A recent Court of Appeal decision in Septo Trading Inc x Tintrade Ltd  EWCA CIV 718 has provided helpful guidance on the approach to inconsistencies between bespoke terms and the terms of standard forms within a given contract.
The issue in this appeal was whether a "certificate of quality" issued by an independent loadport inspector was binding on the parties on matters of quality and prevented the buyer from claiming damages.
The case is of interest to contractors and sub-contractors who often enter into contracts where standard T&C’s are bolted on to standard form construction contracts.
The buyer, Septo, claimed for damages arising from alleged defective quality of fuel oil and claimed that the goods were not in accordance with the contract specification. The seller, Tintrade, argued at trial that Septo was precluded from advancing a breach of quality claim by reference to the issued certificate of quality. This certificate declared the product to be within the contractual specification and Septo argued it was contractually binding on the parties.
The contractual terms exchanged between the parties by email (referred to in the judgment as the “Recap”) said that the certificate of quality would be binding on the parties in the absence of fraud or manifest error.

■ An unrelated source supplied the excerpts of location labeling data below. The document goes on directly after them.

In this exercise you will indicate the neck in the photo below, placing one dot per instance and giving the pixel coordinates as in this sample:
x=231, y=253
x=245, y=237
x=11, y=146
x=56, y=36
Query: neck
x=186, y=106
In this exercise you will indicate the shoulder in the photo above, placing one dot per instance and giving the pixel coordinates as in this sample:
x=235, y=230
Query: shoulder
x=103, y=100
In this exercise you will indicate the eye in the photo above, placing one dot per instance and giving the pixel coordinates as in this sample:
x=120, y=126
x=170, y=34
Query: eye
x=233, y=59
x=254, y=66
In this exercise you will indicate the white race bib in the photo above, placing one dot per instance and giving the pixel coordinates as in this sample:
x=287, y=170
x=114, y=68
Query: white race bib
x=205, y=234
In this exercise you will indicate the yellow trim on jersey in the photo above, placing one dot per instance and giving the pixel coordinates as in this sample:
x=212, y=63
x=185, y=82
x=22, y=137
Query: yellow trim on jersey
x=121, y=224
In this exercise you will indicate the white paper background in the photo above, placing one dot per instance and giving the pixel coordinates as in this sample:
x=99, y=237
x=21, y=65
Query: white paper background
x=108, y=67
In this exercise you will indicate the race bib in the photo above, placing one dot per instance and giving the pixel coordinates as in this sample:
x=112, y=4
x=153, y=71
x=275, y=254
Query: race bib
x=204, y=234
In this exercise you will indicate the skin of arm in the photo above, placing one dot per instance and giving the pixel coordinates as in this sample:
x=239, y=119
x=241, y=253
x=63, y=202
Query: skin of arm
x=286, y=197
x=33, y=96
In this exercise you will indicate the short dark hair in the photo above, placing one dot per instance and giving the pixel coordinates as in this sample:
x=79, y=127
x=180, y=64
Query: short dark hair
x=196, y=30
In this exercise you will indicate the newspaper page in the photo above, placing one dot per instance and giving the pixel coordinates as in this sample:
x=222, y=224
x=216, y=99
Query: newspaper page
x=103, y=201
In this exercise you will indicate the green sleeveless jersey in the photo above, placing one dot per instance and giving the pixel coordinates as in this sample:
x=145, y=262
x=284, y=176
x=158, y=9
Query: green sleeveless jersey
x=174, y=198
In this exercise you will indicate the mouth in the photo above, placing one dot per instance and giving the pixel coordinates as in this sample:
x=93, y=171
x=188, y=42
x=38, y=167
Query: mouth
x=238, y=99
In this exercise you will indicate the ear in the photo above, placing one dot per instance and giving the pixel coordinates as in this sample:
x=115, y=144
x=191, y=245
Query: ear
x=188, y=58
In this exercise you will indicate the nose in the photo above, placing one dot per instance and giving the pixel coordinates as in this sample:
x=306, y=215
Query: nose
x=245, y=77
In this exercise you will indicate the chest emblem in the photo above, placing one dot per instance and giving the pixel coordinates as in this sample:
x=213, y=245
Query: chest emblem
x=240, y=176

However, in addition to the terms in the Recap the parties had also entered into the transaction using standard terms which included the words “where not in conflict with the above” and also that the certificate would only be binding for invoicing purposes.
Septo argued that as a matter of interpretation, the certificate of quality was not intended to be binding for all purposes, only for invoicing purposes.
Initially, the judge agreed with Septo, finding that the terms could be read together and the certificate of quality was indeed only binding for invoicing purposes. Septo was therefore entitled to bring its claim, and the claim succeeded.
Tintade appealed the decision, arguing that the standard terms were not incorporated into the contract because they were in conflict with the content of the Recap. Tintrade argued the certificate of quality would accordingly be binding for all purposes and Septo could not bring its claim. The question was therefore whether or not the terms were inconsistent.
The Court of Appeal agreed unanimously with Tintrade that there was an inconsistency between the terms concerning the effect of quality certificates issued in regard to the fuel oil. As such, the terms could not fairly or sensibly be read together. The printed term did not merely qualify or supplement the Recap term but rather deprived the Recap term of all practical effect.
The court found that a regime in which a certificate of quality is binding is fundamentally different from one in which it is not. It was found that the provision in the Recap for the quality certificate to be binding for all purposes was a central feature of the contractual scheme and defined the seller's obligation with regard to the quality of the product. It was unlikely that the parties would want to substantially detract from that by means of the printed terms.
Finally the court deemed it was necessary to stand back and consider the parties' intention as practical business people operating in the real world. The court found that while it is perfectly reasonable for parties to choose a contractual scheme in which the quality certificate is not binding but merely carrying evidential weight, it is appropriate to ask whether that is a commercially reasonable interpretation of what they have done in this case. In the court’s view, on this occasion it was not.
As the contract, on its true construction, provided that the quality certificate issued at the load port would be binding, the consequence was that the buyer was precluded from bringing its claim, and there was no entitlement to damages.
The case serves as a useful reminder of the importance of ensuring any potential conflicts between contract terms are dealt with at the drafting stage. When determining whether or not the terms are inconsistent with one another, it is key to consider whether the terms can fairly and sensibly be read together. Where inconsistent terms do arise, a practical approach must then be taken, having regard to the true intention of the parties and commercial common sense.